Pub Date : 2021-02-13 DOI: 10.1109/ISSCC42613.2021.9365933

Zongming Duan, Bowen Wu, Chuanming Zhu, Yan Wang, Weiwei Jin, Y. Liu, Yanhui Wu, Tao Zhang, Ming Liu, B. Dou, Bingbing Liao, Wei Lv, Dongfang Pan, Yongjie Li, Changwei Wang, Yuefei Dai, Pei Li, Hao Gao

Millimeter-wave (mm-wave) radar is an essential sensor of advanced driver assistance systems and autonomous driving. Its detection requirement extends from traditional long-to-medium range to emerging short and ultra-short range for surround sensing, which is from sub-1 meter to 40 meters and requires a compact and low-cost solution with fast chirp generation to improve the range resolution [1] –[5]. In [2], 3 transmitters (TX) and 4 receivers (RX) are utilized to create a multi-mode radar transceiver, however its on-board antenna integration solution limits its size and cost for short-distance applications. In [3], 12TX and 16RX phase-domain multiple-input multiple-output (MIMO) radar is presented. However an external PLL is required, and the digitalprocessing power consumption is high. Furthermore its size and cost are not suitable for short and ultra-short applications. In [4], a compact 1TX and 1RX frequency-modulated continuous-wave (FMCW) radar is applied with an antenna-in-package (AiP) for short-distance applications, however its detection range is limited to only 20meters. This work presents a compact 76-to-81GHz FMCW MIMO radar with fast chirp generation and integrated with an AiP array in embedded glass fan-out (eGFO) technology for short and ultra-short range application. A fast-modulated chirp signal is especially crucial in MIMO radar for improving range resolution with update rate, and it also moves IF frequency away from the 1/f noise corner. Thanks to the dynamic bias technique, the chirp rate is improved to 312.5MHz/μs and the maximum modulation bandwidth is 7.2GHz. In addition, the 2TX and 6RX array antennas are integrated in package, and effective isotropic radiated power (EIRP) of the TX antenna is improved by 7.5dB by a coaxial feeding structure in eGFO technology with multi-feed antenna technique.

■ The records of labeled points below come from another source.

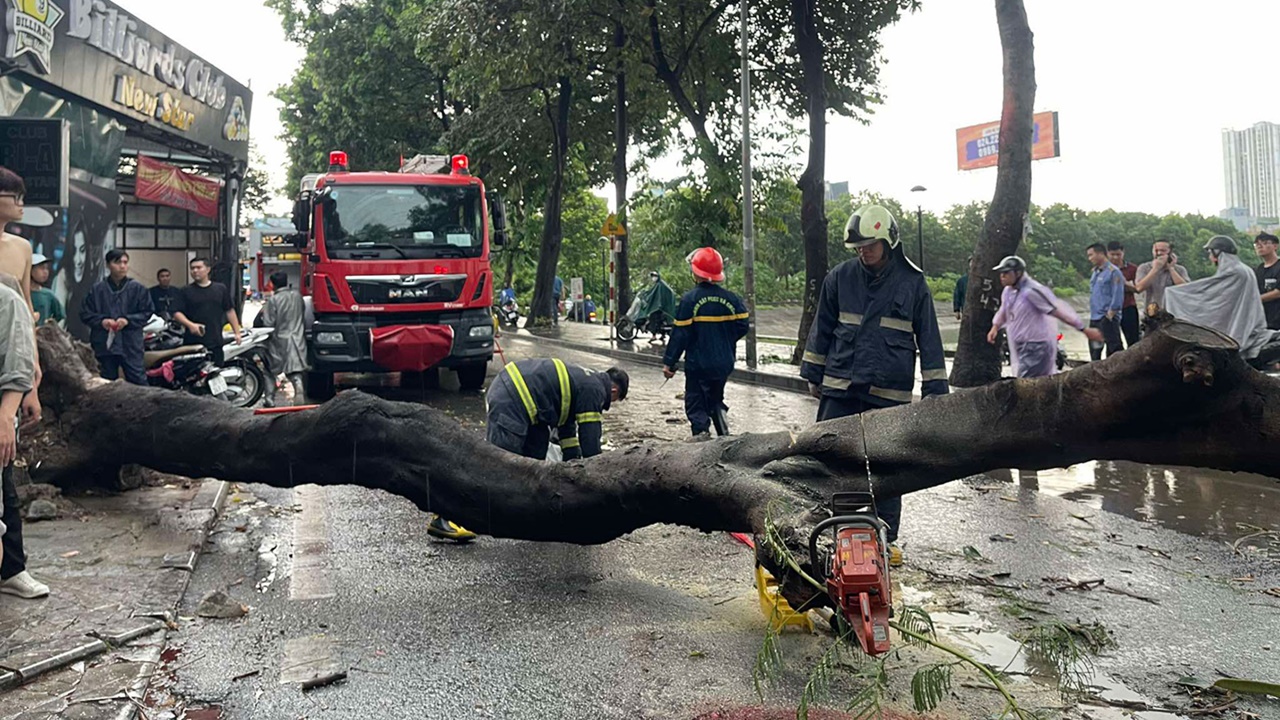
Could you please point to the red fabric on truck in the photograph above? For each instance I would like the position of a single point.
(410, 347)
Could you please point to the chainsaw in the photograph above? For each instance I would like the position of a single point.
(856, 572)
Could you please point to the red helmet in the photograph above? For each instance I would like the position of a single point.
(707, 264)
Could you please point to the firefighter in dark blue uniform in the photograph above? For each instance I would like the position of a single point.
(528, 399)
(873, 314)
(708, 324)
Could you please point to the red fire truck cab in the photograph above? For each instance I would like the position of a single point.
(396, 269)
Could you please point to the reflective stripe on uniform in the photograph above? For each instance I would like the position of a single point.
(720, 318)
(566, 392)
(895, 395)
(895, 324)
(522, 390)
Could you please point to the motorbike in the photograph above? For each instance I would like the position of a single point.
(246, 367)
(172, 365)
(508, 314)
(652, 311)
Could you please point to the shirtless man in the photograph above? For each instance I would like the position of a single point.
(16, 260)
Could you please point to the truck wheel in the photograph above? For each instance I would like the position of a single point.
(319, 386)
(471, 377)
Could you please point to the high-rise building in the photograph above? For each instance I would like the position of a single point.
(1251, 162)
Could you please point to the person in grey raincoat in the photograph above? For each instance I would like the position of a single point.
(1228, 301)
(287, 346)
(874, 311)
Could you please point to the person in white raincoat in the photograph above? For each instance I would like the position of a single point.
(1229, 302)
(287, 346)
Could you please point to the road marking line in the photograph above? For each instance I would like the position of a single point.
(310, 577)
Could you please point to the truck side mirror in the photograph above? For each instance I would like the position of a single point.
(497, 219)
(302, 215)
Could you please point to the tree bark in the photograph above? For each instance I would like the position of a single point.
(978, 361)
(544, 302)
(813, 191)
(621, 133)
(1180, 397)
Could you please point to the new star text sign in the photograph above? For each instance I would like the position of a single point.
(978, 146)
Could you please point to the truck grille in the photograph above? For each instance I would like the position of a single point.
(392, 290)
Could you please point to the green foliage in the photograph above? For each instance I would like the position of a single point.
(931, 686)
(1069, 650)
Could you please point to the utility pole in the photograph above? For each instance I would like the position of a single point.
(748, 217)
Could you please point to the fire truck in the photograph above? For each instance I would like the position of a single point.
(396, 270)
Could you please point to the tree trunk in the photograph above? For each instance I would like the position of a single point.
(813, 191)
(978, 361)
(1182, 397)
(544, 302)
(622, 268)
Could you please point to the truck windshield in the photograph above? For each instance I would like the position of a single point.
(402, 222)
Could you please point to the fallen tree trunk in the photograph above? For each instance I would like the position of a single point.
(1180, 397)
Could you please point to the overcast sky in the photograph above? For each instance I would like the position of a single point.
(1143, 90)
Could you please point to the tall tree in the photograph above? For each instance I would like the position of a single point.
(977, 360)
(831, 63)
(361, 86)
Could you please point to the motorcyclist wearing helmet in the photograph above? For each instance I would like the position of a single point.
(1027, 311)
(709, 322)
(1229, 302)
(873, 313)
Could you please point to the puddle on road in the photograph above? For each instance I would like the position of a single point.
(984, 643)
(1198, 502)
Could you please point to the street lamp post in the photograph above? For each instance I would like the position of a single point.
(748, 217)
(919, 227)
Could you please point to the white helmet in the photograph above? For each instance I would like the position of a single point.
(868, 224)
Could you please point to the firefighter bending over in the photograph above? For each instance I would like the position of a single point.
(529, 399)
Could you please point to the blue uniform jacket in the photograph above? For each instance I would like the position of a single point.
(542, 401)
(867, 332)
(129, 301)
(708, 324)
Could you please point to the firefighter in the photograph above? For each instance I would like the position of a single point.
(708, 324)
(531, 397)
(873, 314)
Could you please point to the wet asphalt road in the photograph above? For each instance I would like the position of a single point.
(664, 623)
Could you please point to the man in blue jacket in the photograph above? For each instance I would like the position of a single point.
(115, 311)
(708, 324)
(873, 314)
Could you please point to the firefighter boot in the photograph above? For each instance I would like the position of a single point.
(720, 418)
(444, 529)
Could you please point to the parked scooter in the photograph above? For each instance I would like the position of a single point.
(246, 367)
(172, 365)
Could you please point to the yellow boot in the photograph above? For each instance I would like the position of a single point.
(444, 529)
(895, 556)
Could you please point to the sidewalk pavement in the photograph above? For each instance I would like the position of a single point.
(117, 568)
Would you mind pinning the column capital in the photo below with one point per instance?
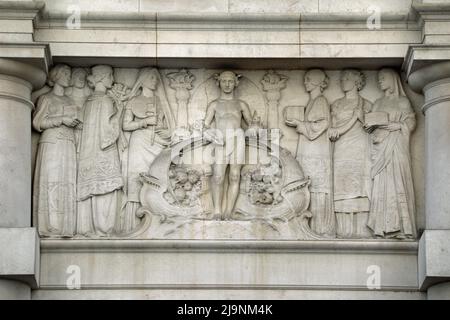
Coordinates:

毫米波(mm-wave)雷达是先进驾驶辅助系统和自动驾驶必不可少的传感器。它的探测需求从传统的中远距离扩展到新兴的近距离和超近距离环绕传感，从1米以下到40米，需要一种紧凑、低成本、快速产生啁啾的解决方案来提高距离分辨率[1]-[5]。在[2]中，使用3个发射机(TX)和4个接收机(RX)来创建多模雷达收发器，但是其机载天线集成解决方案限制了其尺寸和短距离应用的成本。文献[3]中提出了12TX和16RX相域多输入多输出(MIMO)雷达。然而，需要外部锁相环，并且数字处理功耗很高。此外，它的尺寸和成本不适合短距离和超短距离应用。在[4]中，紧凑型1TX和1RX调频连续波(FMCW)雷达采用了包内天线(AiP)，用于短距离应用，但其探测距离仅限于20米。这项工作提出了一种紧凑的76至81ghz FMCW MIMO雷达，具有快速啁啾产生，并集成了嵌入式玻璃扇出(eGFO)技术中的AiP阵列，适用于短距离和超短距离应用。快速调制的啁啾信号在MIMO雷达中尤其重要，因为它可以提高距离分辨率和更新速率，并且还可以使中频远离1/f噪声角。利用动态偏置技术，将啁啾速率提高到312.5MHz/μs，最大调制带宽为7.2GHz。此外，将2TX和6RX阵列天线集成在封装中，采用多馈源eGFO技术中的同轴馈电结构，将TX天线的有效各向同性辐射功率(EIRP)提高了7.5dB。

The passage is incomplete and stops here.